Multimodal networks integration improves the criminal entity network construction with the help of deep neural networks
In criminological study, gathering full information for construction of the global view on an entire network structure is difficult. In practice, the models built to depict criminal networks are usually partially uncertain and are constructed from heterogeneous data sources. To establish a better view of the whole criminal network structure, we propose the cross network identity technique. The cross network identity, also referred as “Cross-Domain Entity Resolution” or “Entity Linkage”, is a problem of finding matching nodes across networks referring to the same entity. Such networks are usually constructed based on different data sources. The cross network identity algorithm is therefore employed to join different networks based on information about entities. Such information includes but is not restricted to observed and recorded properties (location, name, time) across datasets such as investigation cases in ROXANNE.

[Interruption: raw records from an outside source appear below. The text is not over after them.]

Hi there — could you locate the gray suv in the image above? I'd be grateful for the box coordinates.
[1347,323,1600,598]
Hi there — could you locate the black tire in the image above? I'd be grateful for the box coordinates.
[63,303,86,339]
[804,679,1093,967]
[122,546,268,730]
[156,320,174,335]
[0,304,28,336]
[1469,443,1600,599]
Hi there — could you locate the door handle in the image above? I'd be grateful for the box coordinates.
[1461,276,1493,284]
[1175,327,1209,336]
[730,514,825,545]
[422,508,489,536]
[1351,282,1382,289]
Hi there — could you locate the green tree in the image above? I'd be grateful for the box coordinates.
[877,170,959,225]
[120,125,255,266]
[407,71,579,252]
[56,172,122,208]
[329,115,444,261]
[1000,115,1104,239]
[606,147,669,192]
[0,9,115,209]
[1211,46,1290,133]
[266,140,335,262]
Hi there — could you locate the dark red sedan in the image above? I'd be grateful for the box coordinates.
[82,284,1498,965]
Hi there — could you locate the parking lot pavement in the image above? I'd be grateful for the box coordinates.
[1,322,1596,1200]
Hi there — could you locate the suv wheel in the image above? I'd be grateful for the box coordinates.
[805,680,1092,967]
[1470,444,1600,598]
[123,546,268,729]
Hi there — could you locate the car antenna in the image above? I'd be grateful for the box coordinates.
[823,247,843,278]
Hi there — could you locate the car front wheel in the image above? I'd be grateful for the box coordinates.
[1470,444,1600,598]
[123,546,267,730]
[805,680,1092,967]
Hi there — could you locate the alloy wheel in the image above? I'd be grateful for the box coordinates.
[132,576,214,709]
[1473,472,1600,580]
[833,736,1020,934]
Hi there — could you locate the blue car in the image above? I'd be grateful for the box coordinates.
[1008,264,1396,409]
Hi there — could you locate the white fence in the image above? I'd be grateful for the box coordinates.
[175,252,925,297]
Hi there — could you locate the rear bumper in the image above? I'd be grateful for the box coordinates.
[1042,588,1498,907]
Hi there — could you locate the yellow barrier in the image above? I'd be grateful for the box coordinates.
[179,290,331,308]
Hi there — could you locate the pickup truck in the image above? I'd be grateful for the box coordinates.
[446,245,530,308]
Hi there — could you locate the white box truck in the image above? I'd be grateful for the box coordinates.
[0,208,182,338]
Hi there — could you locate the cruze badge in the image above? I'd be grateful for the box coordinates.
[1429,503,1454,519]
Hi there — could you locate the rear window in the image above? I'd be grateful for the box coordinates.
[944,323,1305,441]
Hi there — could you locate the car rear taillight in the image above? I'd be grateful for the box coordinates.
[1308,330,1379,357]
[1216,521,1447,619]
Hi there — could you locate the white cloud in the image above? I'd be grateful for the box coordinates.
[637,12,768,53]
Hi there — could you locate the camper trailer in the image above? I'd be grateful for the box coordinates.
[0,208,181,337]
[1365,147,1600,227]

A broad view of the user identity linkage problem
Source: Wang, Y., Feng, C., Chen, L. et al. User identity linkage across social networks via linked heterogeneous network embedding. World Wide Web 22, 2611–2632 (2019). https://doi.org/10.1007/s11280-018-0572-3
Traditional methods:
The cross-network identity methods can be roughly separated into two eras: the classical one with more traditional approaches and the more modern one dominated by deep neural networks. The former was initially brought into the discussion in order to identify accounts belonging to the same user across different social media networks like Twitter or Facebook. A natural person leaves different user data, exhibits different behaviour patterns and interacts with different user groups on various social media networks. Finding correspondence among the user’s different accounts helps getting a more comprehensive understanding of a user's personality and interests, it also deals with problems unsolvable by data from only one site, such as cold-start and data sparsity problems.
In traditional approaches, data like username, location, user generated contents and other interactive entities are leveraged to support entity linkage. Such raw data are usually converted into computer-friendly entity features, and the feature space describes the distance among entities. Generally speaking, the shorter the distance between two entities is, the more likely they belong to the same natural person. Traditionally, there are wide varieties of distance metrics to choose from, for instance the string similarities such as Jaro-Winker distance, Jaccard similarity or Levenshtein distance, if the feature is text-based data; mean square error, peak signal-to-noise ratio, and Levenshtein distance for graphical data; neighbourhood-based models or embedding-based models for topological structure data of the entity on the graph.
Based on the extracted features mentioned above, a zoo of supervised, semi-supervised and unsupervised models can be constructed. Either the networks are provided with ground truth, or a general understanding of the network structure is more important, or even for such networks, on which only partial data are provided with ground truth, there is a corresponding data schema to help.
Modern (DNN) methods:
In the modern era of the user linkage problem, an increasing number of embedding-based approaches emerge and rule the game. The main thought behind them is to learn network structures and to convert feature vectors into latent representation space automatically. This is a tremendous evolution from the empirical, highly expensive feature engineering in traditional approaches. The outcome of such embedding-based methods, also known as the embedding vectors, not only result in increasing performance of cross-network entities matching, the vectors can also be used as feedback information of network analysis components to improve the performance of the speech and text analysis components within ROXANNE’s pipeline systems.
Source: Junshuang Wu, Richong Zhang, Yongyi Mao, Hongyu Guo, Masoumeh Soflaei, and Jinpeng Huai. 2020. Dynamic Graph Convolutional Networks for Entity Linking. Proceedings of The Web Conference 2020. Association for Computing Machinery, New York, NY, USA, 1149–1159. DOI:https://doi.org/10.1145/3366423.3380192
The proximity and the feature-based approaches are two distinct solutions that both fulfill ROXANNE’s project demand. A Proximity-based approach works by first calculating entity proximity in each individual network, then returning the most similar entities from other networks. Such entity proximity can be described using, for example, either the probability of observing an edge chaining both entities (the so-called first-order proximity), or the similarity regarding not only the both entities but also their corresponding neighbours (the so-called second-order proximity). Unlike the proximity-based approach, a Feature-based approach considers the source network and the target network as an entire hyper-graph to learn latent (hyper-)network features. For an entity in the source network, the approach ranks all entities in the target network according to their possibilities of being the corresponding one of the source entity’s. The one ranking the highest is the match. Matching pairs in such a method fall in the same latent representations and the representations are thus more compatible with subsequent tasks.
Conclusion
To conclude, the user identity linkage technique fuses heterogeneous partial information and helps to construct better models describing network structure. The DNN approaches in-between even bring the accuracy of that to a higher level. Integrating the DNN-based user identity linkage module into the ROXXANNE project will provide us a better understanding of the heterogeneous data, and therefore provide more insightful analysis about the real-world criminal networks.